Portal de Cidadania

Castelo da Feira

Castelo da Feira

O ponto de interesse Castelo da Feira encontra-se localizado na freguesia de União das freguesias de Santa Maria da Feira no municipio de Santa Maria da Feira e no distrito de Aveiro.

Castelo gótico, de planta oval irregular, fisionomia básica quinhentista, revelendo um evidente paralelismo com a solução adoptada na Castelo de Lanhoso (v. PT010309190002); a incorporação das flechas cónicas na torre, na época manuelina e joanina, de influência moçárabe, aproximam-se às existentes no Castelo de Porto de Mós (v. PT021016120002). A torre-alcáçova de planta sub-rectangular é dotada de 4 torreões, 2 na fachada principal, enquadrando a porta de entrada, e outros dois no lado oposto. Capela de planta hexagonal, seiscentista, de raíz classicizante, com modelos parentes nas capelas aveirenses de São Gonçalinho (v. PT020105120017) e Madre de Deus (v. PT020105120015). Possuiu ainda no seu interior restos do antigo palácio seiscentista.

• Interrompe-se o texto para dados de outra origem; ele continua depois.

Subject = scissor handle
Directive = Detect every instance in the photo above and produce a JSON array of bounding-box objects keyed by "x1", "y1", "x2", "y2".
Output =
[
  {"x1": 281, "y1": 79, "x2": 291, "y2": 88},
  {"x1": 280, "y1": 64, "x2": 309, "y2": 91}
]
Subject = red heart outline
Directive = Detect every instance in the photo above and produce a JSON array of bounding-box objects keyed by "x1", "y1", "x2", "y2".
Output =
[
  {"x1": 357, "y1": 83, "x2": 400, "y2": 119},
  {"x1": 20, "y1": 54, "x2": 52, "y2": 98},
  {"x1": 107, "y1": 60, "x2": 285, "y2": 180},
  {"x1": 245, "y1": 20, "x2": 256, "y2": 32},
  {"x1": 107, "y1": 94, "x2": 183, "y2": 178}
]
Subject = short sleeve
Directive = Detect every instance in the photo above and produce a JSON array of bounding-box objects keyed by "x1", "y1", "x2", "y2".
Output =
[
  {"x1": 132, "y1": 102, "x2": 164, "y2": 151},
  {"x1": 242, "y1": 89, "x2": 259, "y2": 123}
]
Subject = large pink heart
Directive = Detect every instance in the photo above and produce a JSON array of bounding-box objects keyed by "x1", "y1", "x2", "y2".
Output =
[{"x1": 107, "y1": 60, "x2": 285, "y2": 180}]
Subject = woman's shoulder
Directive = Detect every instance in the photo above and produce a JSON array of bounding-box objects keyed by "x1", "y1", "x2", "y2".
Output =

Planta oval irregular, com entrada protegida por barbacã, com poço e torres quadrangulares adossados, avançando nas extremidades pequena cerca poligonal que constitui a tenalha e, no lado, oposto, capela de planta hexagonal. As muralhas, com adarve, são rematadas em parapeito ameado composto por ameias de corpo largo, rasgadas por seteiras cruciformes e troneiras, e abertas com esbarro para o exterior. Uma porta arqueada dá acesso às construções e à torre de menagem quadrangular reforçada por torreões nos cunhais, com entrada protegida por balcão de mata-cães, três pisos com cobertura em abóbada de berço seccionada em quatro tramos por arcos torais assentes em mísulas. Os torreões rematam em coruchéus cónicos cantonados por pequenos cones. A capela, de planta hexagonal, anexa corpo em forma de rectângulo com porta rectangular excêntrica e três frestas correspondendo a três vãos rectangulares superiores com sacada, correndo entablamento superior ritmado por mísulas enquadrando os vãos e ao cimo sineira no enfiamento do portal rectangular. Capela com portal axial constituído por pilastras misuladas, empena pronunciada e remate superior com frontão semicircular interrompido, albergando óculo hexagonal interino. Marco arquitectónico liso marcado por pilastras nos cunhais e cimalha de verga recta com pináculos angulares, e cobertura em seis panos com pináculo no vértice. Interior de plano centrado com abertura de cinco arcos de volta perfeita, exceptuando o da entrada, albergando retábulo central e dois laterais. Púlpito de base hexagonal e anteparos de balaústres em madeira. Cobertura em sectores cilíndricos com remate central com florão.

Materiais

Alvenaria e cantaria (capela), madeira e lajeado (pavimentos interiores)

Observações

A povoação data de tempos imemoriais, aqui teriam os lusitanos erguido um templo em honra de Bandeve-Lugo Toiraeco, mais tarde transformado num templo Mariano. Data desses tempos a feira que deu nome ao local. Por aqui passava a via romana Olissipo - Bracara Augusta, encontrando-se, no perímetro do imóvel vestígios de ocupação romana. A torre de menagem inclui três fogões. Sendo um castelo de transição, reflecte as adaptações, as persistências e as inovações armamentistas que, ao nível da defesa, vão sendo configuradas por seteiras.*1- Esta lápide armoriada e epigrafada não se encontra no local de origem, uma vez que fotografias datadas de 1929 registam sobre o fecho do arco da porta uma outra pedra de armas; *2. Num silhar, encontrado em 1905, hoje desaparecido encontrava-se gravada a data de 1385; esta inscrição foi publicada por Leite de Vasconcelos no "Arqueólogo Português" e no CEMP, com o nº 671 (BARROCA, 2000, pp.1915-1916).